Here are the answers to the multiple-choice questions (MCQs) with the correct option and a brief explanation, based on the video transcript:

*   Question 1: What is the primary goal of executor tuning in Apache Spark?
    *   b) **To optimally allocate CPU and memory resources for Spark jobs**.
        *   Executor tuning focuses on correctly allocating CPU and memory resources.
*   Question 2: Which of the following is NOT a general type of executor configuration discussed in the video?
    *   c) **Medium Executors**.
        *   The video discusses thin, fat, and optimally sized executors.
*   Question 3: What is a characteristic of "Fat Executors"?
    *   c) They **occupy a large portion of the resources on a node**.
        *   Fat executors are defined as those that use a significant amount of resources on a node.
*   Question 4: What is a key advantage of Fat Executors?
    *   a) **Increased task level parallelism**.
        *   Fat executors have many cores, enabling multiple tasks to run in parallel within the same executor.
*   Question 5: What is a primary disadvantage of Fat Executors?
    *   c) **Potential for resource wastage if not fully utilized**.
        *   If a fat executor isn't fully utilized, the allocated resources may sit idle.
*   Question 6: What is a defining characteristic of "Thin Executors"?
    *   c) They **occupy minimal resources from a node**.
        *   Thin executors use only a small amount of resources from the node.
*   Question 7: What is an advantage of using Thin Executors?
    *   b) **Better fault tolerance**.
        *   Because thin executors process smaller amounts of data, the impact of an executor failure is reduced.
*   Question 8: What is a key disadvantage of Thin Executors?
    *   c) **High network traffic**.
        *   Thin executors have small memories, potentially requiring data to be moved across the cluster, increasing network traffic.
*   Question 9: When sizing optimal executors, what resources should be reserved per node for the OS, YARN, and Hadoop daemons?
    *   b) **Leave out one core and 1 GB of RAM**.
        *   It is recommended to leave out one core and 1 GB of RAM per node for these processes.

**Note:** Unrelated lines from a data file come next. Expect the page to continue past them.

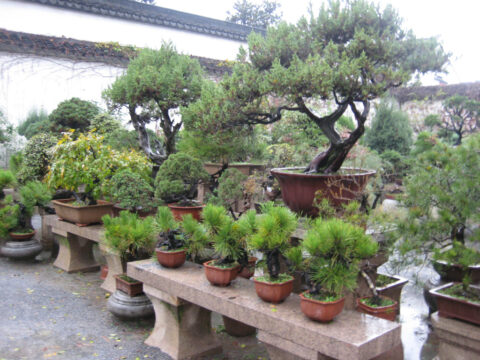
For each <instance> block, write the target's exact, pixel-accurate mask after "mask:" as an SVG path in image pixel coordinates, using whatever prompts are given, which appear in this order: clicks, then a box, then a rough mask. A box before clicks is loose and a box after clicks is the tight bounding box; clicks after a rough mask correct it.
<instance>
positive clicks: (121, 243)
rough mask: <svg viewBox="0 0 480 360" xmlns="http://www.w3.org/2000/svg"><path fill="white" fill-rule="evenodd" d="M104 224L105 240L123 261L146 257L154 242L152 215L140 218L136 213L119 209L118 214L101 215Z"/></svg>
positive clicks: (104, 234) (147, 256) (107, 245)
mask: <svg viewBox="0 0 480 360" xmlns="http://www.w3.org/2000/svg"><path fill="white" fill-rule="evenodd" d="M102 221H103V224H104V225H105V233H104V237H105V242H106V244H107V246H109V247H110V248H112V249H114V250H116V251H117V252H118V253H119V255H120V256H121V258H122V259H124V260H125V261H132V260H139V259H142V258H148V257H150V256H151V254H152V252H153V247H154V244H155V234H156V229H155V221H154V219H153V218H152V217H150V216H149V217H147V218H145V219H141V218H139V217H138V215H137V214H133V213H131V212H129V211H121V212H120V216H118V217H115V218H112V217H110V215H105V216H103V217H102Z"/></svg>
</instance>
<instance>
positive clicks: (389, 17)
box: [216, 0, 448, 173]
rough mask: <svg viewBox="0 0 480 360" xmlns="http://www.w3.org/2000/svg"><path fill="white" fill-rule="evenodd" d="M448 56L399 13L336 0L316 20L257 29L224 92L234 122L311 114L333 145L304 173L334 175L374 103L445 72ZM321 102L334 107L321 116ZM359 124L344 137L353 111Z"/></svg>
mask: <svg viewBox="0 0 480 360" xmlns="http://www.w3.org/2000/svg"><path fill="white" fill-rule="evenodd" d="M447 60H448V55H447V54H445V53H444V52H443V50H442V48H441V46H440V45H439V43H438V42H437V41H436V40H435V39H434V38H430V39H417V38H416V37H415V36H414V35H413V33H412V32H411V31H405V30H404V29H402V27H401V19H400V17H399V16H398V14H397V13H396V11H395V10H394V9H393V8H392V7H391V6H387V7H386V8H385V9H383V10H381V9H380V8H379V7H378V6H377V5H376V4H374V3H368V2H366V1H364V0H354V1H331V2H329V6H328V7H325V6H323V7H322V8H321V10H320V12H319V14H318V16H317V17H314V16H313V15H312V16H311V17H310V19H309V20H307V19H305V18H303V19H301V20H300V21H299V22H298V24H297V25H289V24H286V23H280V24H279V25H278V26H276V27H273V28H269V29H268V30H267V34H266V36H262V35H260V34H255V33H253V34H251V35H250V36H249V39H248V49H247V50H241V52H240V54H239V56H238V62H237V63H236V64H235V65H234V66H233V70H232V74H231V75H228V76H226V77H225V78H224V79H223V80H222V82H221V86H222V88H223V91H221V92H219V95H218V97H217V100H216V101H217V103H218V104H224V103H228V104H229V108H228V111H229V115H230V116H229V117H228V118H229V119H230V120H229V126H233V125H236V126H240V127H241V126H251V125H253V124H272V123H275V122H277V121H279V120H281V119H282V118H283V115H284V113H286V112H290V111H294V112H299V113H302V114H305V115H306V116H308V118H309V119H310V121H312V122H314V123H315V124H316V125H317V126H318V127H319V128H320V129H321V131H322V132H323V133H324V134H325V136H326V137H327V138H328V140H329V146H328V148H327V149H326V150H325V151H322V152H321V153H319V154H318V155H316V156H315V158H314V159H313V160H312V161H311V162H310V164H309V165H308V166H307V167H306V168H305V172H319V173H332V172H336V171H337V170H339V169H340V167H341V166H342V164H343V162H344V160H345V158H346V156H347V154H348V153H349V151H350V150H351V149H352V147H353V146H354V145H355V143H356V142H357V141H358V140H359V139H360V137H361V136H362V135H363V133H364V132H365V122H366V120H367V117H368V114H369V110H370V103H371V101H372V100H373V99H375V98H377V97H379V96H382V95H383V94H384V93H385V92H386V91H387V90H388V89H390V88H393V87H398V86H401V85H402V84H405V83H407V82H408V81H409V80H410V78H411V76H412V75H414V74H424V73H426V72H429V71H442V70H443V66H444V65H445V63H446V62H447ZM316 100H327V101H330V102H331V103H332V104H333V106H334V107H333V110H332V111H331V112H328V113H325V114H321V115H320V114H319V113H318V112H317V111H316V110H315V106H314V103H315V101H316ZM347 109H349V110H350V111H351V112H352V114H353V116H354V117H355V123H356V127H355V129H354V130H353V131H351V132H350V133H348V134H345V136H344V137H343V136H341V135H340V134H339V132H338V131H337V129H336V124H337V122H338V121H339V119H340V118H341V116H342V115H343V114H345V112H346V110H347Z"/></svg>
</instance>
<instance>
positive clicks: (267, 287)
mask: <svg viewBox="0 0 480 360" xmlns="http://www.w3.org/2000/svg"><path fill="white" fill-rule="evenodd" d="M293 280H294V279H290V280H287V281H285V282H283V283H269V282H264V281H258V280H256V278H253V281H254V282H255V291H256V292H257V295H258V297H259V298H260V299H262V300H263V301H267V302H271V303H274V304H278V303H281V302H282V301H283V300H285V299H286V298H287V297H288V296H289V295H290V293H291V292H292V290H293Z"/></svg>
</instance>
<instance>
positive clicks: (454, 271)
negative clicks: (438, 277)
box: [432, 261, 480, 283]
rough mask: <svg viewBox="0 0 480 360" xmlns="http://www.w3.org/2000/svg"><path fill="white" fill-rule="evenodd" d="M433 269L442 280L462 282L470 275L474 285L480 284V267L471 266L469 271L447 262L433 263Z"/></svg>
mask: <svg viewBox="0 0 480 360" xmlns="http://www.w3.org/2000/svg"><path fill="white" fill-rule="evenodd" d="M432 264H433V268H434V269H435V271H436V272H437V273H438V275H440V277H441V278H442V280H444V281H448V282H462V280H463V278H464V277H465V275H467V274H468V275H469V276H470V279H471V281H472V283H478V282H480V265H472V266H469V267H468V269H465V267H463V266H461V265H457V264H449V263H447V262H446V261H433V262H432Z"/></svg>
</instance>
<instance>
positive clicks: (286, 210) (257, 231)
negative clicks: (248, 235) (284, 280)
mask: <svg viewBox="0 0 480 360" xmlns="http://www.w3.org/2000/svg"><path fill="white" fill-rule="evenodd" d="M262 213H263V215H262V216H261V217H259V218H258V219H257V223H256V224H255V227H256V230H255V232H254V234H253V235H252V236H250V237H248V239H247V241H248V245H249V247H250V248H252V249H254V250H258V251H260V252H261V253H262V254H263V256H264V258H263V259H262V261H261V262H260V265H266V266H265V267H266V270H267V271H268V273H267V274H265V276H264V279H263V280H264V281H266V282H271V281H279V280H285V278H289V276H288V275H286V274H281V273H280V271H281V270H280V260H281V258H285V253H286V252H287V250H288V249H289V248H290V247H291V245H290V236H291V235H292V233H293V231H294V230H295V229H296V228H297V218H296V216H295V214H294V213H292V212H291V211H290V210H289V209H287V208H285V207H280V206H275V205H274V204H273V203H272V202H267V203H264V204H263V205H262Z"/></svg>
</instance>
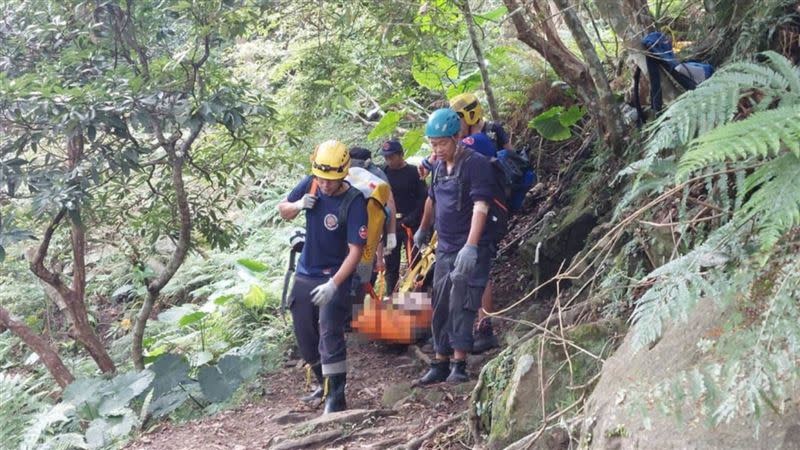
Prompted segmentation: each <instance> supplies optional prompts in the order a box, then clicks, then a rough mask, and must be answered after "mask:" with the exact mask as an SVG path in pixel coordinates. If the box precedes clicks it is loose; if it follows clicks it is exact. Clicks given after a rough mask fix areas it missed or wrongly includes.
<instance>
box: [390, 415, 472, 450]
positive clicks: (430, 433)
mask: <svg viewBox="0 0 800 450" xmlns="http://www.w3.org/2000/svg"><path fill="white" fill-rule="evenodd" d="M466 415H467V411H464V412H462V413H459V414H456V415H455V416H452V417H450V418H449V419H447V420H445V421H444V422H442V423H440V424H439V425H436V426H435V427H433V428H431V429H430V430H428V432H427V433H425V434H423V435H422V436H420V437H418V438H416V439H414V440H413V441H410V442H409V443H408V444H406V446H405V447H403V449H404V450H417V449H418V448H420V447H421V446H422V444H423V443H424V442H425V441H427V440H428V439H430V438H432V437H433V436H434V435H435V434H436V433H438V432H440V431H442V430H444V429H446V428H447V427H449V426H450V425H452V424H453V423H455V422H456V421H458V420H459V419H463V418H464V416H466Z"/></svg>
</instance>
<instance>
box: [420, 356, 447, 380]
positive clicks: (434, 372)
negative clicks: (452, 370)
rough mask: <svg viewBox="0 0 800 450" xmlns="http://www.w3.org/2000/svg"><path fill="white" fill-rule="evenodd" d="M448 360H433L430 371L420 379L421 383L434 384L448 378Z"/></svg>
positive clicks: (430, 367) (425, 374)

*   Question 10: According to the video, what is the general recommendation for the number of cores per executor to optimize HDFS throughput?

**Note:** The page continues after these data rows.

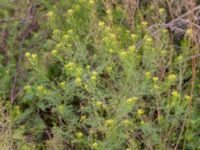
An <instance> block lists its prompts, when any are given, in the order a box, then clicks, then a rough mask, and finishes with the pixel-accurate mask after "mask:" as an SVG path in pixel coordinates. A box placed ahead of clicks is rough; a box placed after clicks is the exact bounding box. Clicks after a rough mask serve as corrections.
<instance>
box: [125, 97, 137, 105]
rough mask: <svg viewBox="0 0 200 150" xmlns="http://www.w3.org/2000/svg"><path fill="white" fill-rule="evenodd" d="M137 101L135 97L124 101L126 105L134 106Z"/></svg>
mask: <svg viewBox="0 0 200 150" xmlns="http://www.w3.org/2000/svg"><path fill="white" fill-rule="evenodd" d="M136 100H137V97H131V98H128V99H127V100H126V102H127V104H134V103H135V101H136Z"/></svg>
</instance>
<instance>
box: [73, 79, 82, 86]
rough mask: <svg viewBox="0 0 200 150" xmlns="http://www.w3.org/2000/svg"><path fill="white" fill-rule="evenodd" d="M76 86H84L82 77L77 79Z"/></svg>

    *   c) **Three to five cores**.
        *   The recommendation is to have three to five cores per executor to avoid garbage collection issues that negatively impact HDFS throughput.
*   Question 11: What is the purpose of the YARN application master?

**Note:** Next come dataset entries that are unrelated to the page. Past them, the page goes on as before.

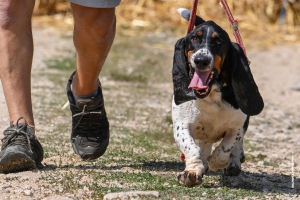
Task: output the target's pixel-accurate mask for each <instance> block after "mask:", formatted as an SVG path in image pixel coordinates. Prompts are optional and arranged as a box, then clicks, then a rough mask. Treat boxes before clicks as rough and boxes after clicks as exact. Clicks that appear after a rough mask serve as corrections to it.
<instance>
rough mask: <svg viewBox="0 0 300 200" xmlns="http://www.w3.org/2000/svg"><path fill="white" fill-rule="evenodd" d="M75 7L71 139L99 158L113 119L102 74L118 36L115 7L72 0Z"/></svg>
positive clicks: (74, 20)
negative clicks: (110, 49)
mask: <svg viewBox="0 0 300 200" xmlns="http://www.w3.org/2000/svg"><path fill="white" fill-rule="evenodd" d="M71 8H72V12H73V16H74V21H75V26H74V37H73V39H74V45H75V48H76V50H77V69H76V73H75V75H74V76H73V74H72V75H71V77H70V79H69V81H68V84H67V96H68V98H69V102H70V110H71V112H72V132H71V143H72V147H73V150H74V152H75V153H76V154H78V155H79V156H80V157H81V158H82V159H84V160H86V159H96V158H99V157H100V156H102V155H103V154H104V153H105V151H106V148H107V146H108V144H109V134H110V133H109V122H108V119H107V117H106V112H105V108H104V100H103V95H102V88H101V87H100V85H99V84H98V77H99V74H100V72H101V69H102V67H103V64H104V62H105V60H106V57H107V55H108V52H109V50H110V48H111V45H112V42H113V40H114V37H115V31H116V17H115V8H91V7H84V6H80V5H77V4H71ZM91 138H92V139H91Z"/></svg>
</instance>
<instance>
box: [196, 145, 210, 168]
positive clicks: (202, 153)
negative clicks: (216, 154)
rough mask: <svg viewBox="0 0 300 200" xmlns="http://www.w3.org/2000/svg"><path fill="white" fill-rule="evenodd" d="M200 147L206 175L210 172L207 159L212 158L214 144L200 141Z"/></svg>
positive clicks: (203, 163) (201, 156)
mask: <svg viewBox="0 0 300 200" xmlns="http://www.w3.org/2000/svg"><path fill="white" fill-rule="evenodd" d="M199 146H200V159H201V160H202V163H203V166H204V169H205V173H206V172H207V170H208V163H207V158H208V156H210V153H211V147H212V143H208V142H203V141H201V140H199Z"/></svg>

    *   c) To **negotiate resources with the resource manager**.
        *   The application master negotiates for resources from the resource manager.
*   Question 12: When calculating executor memory, what should be excluded from the total memory allocated?
    *   c) **Memory overhead for internal system processes**.
        *   Executor memory should exclude the memory overhead used for internal system processes.
*   Question 13: If an executor has five cores and 20 GB of memory, how much memory is allocated per core?
    *   b) **4 GB**.
        *   With 20 GB of memory for five cores, each core has 4 GB of memory (20/5 = 4).
*   Question 14: Cluster configuration: 3 nodes, each with 16 cores and 48 GB RAM. After subtracting resources for OS and YARN daemons, how many cores are left per node?
    *   b) **15 cores**.
        *   After subtracting one core per node for OS and YARN, 15 cores remain (16 - 1 = 15).
*   Question 15: In the above scenario, after also reserving resources for the application master, what are the total available cores in the cluster?
    *   c) **44**.
        *   With 15 cores per node across three nodes, there are 45 total cores. After subtracting one core for the application master, 44 cores are available (15 * 3 - 1 = 44).